Meanwhile, the world outside of the Vonnegut Museum is performing an homage to him by attempting to recreate Harrison Bergeron.
I became a Vonnegut fan at age 12 when I tried to check out Breakfast of Champions from the local library, and they sent me home with a permission slip for my mom to sign instead. So of course I had to read all of his books. Then had to reread them a few years later to understand them.
"A purpose of human life, no matter who is controlling it, is to love whoever is around to be loved." -- Vonnegut
> Meanwhile, the world outside of the Vonnegut Museum is performing an homage to him by attempting to recreate Harrison Bergeron.
Can you expand on this? Isn't a central part of that book radical equalisation, where today's world is full of people and institutions driving inequality to greater heights.
In the story talented people are forced to handicap themselves. What is the parallel of that to the real world?
Beyond that: to me, the thing that distinguishes Harrison Bergeron in the field of dystopian literature is how relentlessly farcical it is.

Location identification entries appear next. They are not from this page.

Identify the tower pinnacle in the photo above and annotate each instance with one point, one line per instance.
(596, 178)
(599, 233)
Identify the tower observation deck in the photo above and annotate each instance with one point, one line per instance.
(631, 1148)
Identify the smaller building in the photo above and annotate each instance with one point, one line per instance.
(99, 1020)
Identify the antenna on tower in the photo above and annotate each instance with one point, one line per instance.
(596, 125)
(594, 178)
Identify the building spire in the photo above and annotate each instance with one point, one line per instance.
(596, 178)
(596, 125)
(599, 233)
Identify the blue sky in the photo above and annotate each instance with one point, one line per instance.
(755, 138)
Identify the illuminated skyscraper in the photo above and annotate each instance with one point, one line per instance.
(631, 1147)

The "handicaps" are self-defeating because they blatantly advertise the advantages that they're meant to neutralize. The allegedly super-intelligent rebel protagonist acts like an impulsive idiot. His ultimate showdown isn't against a legion of high-tech enforcers, but against a shotgun-wielding bureaucrat.
In short, it goes beyond merely being unbelievable; it gleefully throws the whole notion of believability into a dumpster and sets it on fire because the fire is pretty.

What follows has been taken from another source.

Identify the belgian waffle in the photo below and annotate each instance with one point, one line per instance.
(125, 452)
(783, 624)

> Meanwhile, the world outside of the Vonnegut Museum is performing an homage to him by attempting to recreate Harrison Bergeron.
It does seem like that sometimes. I think generally things have been going in the right direction overall (mostly), but some people are never satisfied and use social media to loudly demand that everything in society to be structured in exactly the way that pleases them, and not make any attempts to adapt themselves to society.
But if that never happened, and everyone was quiet, we wouldn't have the positive overall changes our world enjoys, it's just sad to see some people that look like they don't want to even try to enjoy the life they're given.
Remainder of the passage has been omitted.